On December 18, 2008 the ship was in the port of Samothrace, strong gusts caused its moorings to break and the NGV drifted for about a hundred meters before being driven against small trawlers moored against the quay, causing several damage to the latter.

In July 2009, following a crisis that severely impacted the Aegean ferry market, Kallisti Ferries' services were suspended. The Corsica Express Three then returned to Savona where it was laid up.

From the 2014 season, after about five years without assignment, the ship finally resumed service on the Corsica Ferries route between Piombino, ElbaI sland and Corsica, replacing the Corsica Express Seconda.

On August 20, 2024, as the Corsica Express Three departed Piombino at 3:15 p.m. for another sailing to Elba, a fire broke out in the engine room shortly after departure. The crew was then forced to return to the port of Piombino, where the 274 passengers were evacuated using the emergency slides, as the opening mechanisms of the rear access ramp had been damaged by the fire. Apart from a few minor incidents, all those on board the ship were safe and sound.

On 8 January 2025, the sale of the Elba Ferries company (a branch of Corsica Ferries) to the Elban company BluNavy was announced. As a result, the ship was also chartered to BluNavy for the 2025 summer season on the connections between Piombino and Portoferraio. On 17 April 2025 it was transferred from Genoa to Piombino and disarmed again. On 29 April 2025, its definitive sale to BluNavy was announced. On 30 July 2025, given the unit's lack of use, it was transferred to Augusta, where it was again decommissioned.

On 7 October 2025, it was announced that the ferry had been sold to the Cypriot company Pikessea Shipping Ltd, which is owned by the Greek company Seajets, from which the name was truncated to Express. Following this, on the morning of 25 October it sailed under tow by the tug Iraklis Z for Astakos, where it arrived two days later.

== Facilities ==
The Corsica Express Three has 6 decks.
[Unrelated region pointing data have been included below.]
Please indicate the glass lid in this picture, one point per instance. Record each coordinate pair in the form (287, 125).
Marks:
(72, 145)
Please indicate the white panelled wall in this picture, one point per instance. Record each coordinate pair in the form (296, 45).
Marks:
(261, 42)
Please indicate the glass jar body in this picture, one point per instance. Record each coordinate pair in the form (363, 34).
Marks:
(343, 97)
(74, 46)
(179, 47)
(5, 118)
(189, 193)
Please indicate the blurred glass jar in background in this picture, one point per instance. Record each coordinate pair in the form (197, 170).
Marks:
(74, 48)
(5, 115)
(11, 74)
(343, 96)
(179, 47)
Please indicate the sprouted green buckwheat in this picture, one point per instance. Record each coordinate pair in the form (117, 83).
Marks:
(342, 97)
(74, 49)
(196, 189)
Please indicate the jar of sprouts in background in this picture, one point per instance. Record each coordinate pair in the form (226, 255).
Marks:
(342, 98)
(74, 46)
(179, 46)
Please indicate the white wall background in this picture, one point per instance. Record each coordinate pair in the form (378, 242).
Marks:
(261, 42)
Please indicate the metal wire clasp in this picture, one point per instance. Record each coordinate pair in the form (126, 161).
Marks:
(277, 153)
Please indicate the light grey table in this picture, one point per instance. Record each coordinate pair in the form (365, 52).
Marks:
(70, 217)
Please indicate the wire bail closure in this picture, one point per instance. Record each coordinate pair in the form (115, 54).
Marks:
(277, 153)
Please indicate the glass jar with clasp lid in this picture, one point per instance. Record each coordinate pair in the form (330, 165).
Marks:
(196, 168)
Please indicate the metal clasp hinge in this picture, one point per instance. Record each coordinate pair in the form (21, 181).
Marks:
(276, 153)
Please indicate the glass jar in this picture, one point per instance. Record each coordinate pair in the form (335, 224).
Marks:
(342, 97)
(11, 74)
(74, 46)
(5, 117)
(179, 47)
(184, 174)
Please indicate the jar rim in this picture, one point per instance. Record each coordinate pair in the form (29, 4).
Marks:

Passenger facilities are located on decks 4 and 5, while the car decks occupy decks 1, 2 and 3.

Passengers are seated in a spacious lounge area occupying the entirety of deck 4. A snack bar is also located on deck 5.

== Features ==
The Corsica Express Three is 103 meters long and 14.50 meters wide, with a tonnage of 3,530 GT. The ship has a passenger capacity of 580 and features a garage with space for 150 vehicles spread across three decks, accessible via a stern ramp. Propulsion is provided by four MTU 20V1163TB73L engines, each producing 24,000 kW and powering two steerable waterjets, giving the ship a speed of 37 knots. The vessel is equipped with inflatable life rafts accessible via slides.

== Routes served ==
Upon its entry into service, the Corsica Express III was positioned on the Corsican routes departing from Nice towards Bastia and Calvi. During the summer of 2004, it was exceptionally deployed between Italy and Sardinia on the Civitavecchia - Golfo Aranci route.

In June 2007 it was transferred to the Greek subsidiary Kallisti Ferries and served the islands of Naxos, Ikaria, Fourni and Samos from Piraeus until July 2009.

From the 2014 season onwards, the Corsica Express Three is used every summer between Piombino and Portoferraio on the island of Elba and also serves Bastia.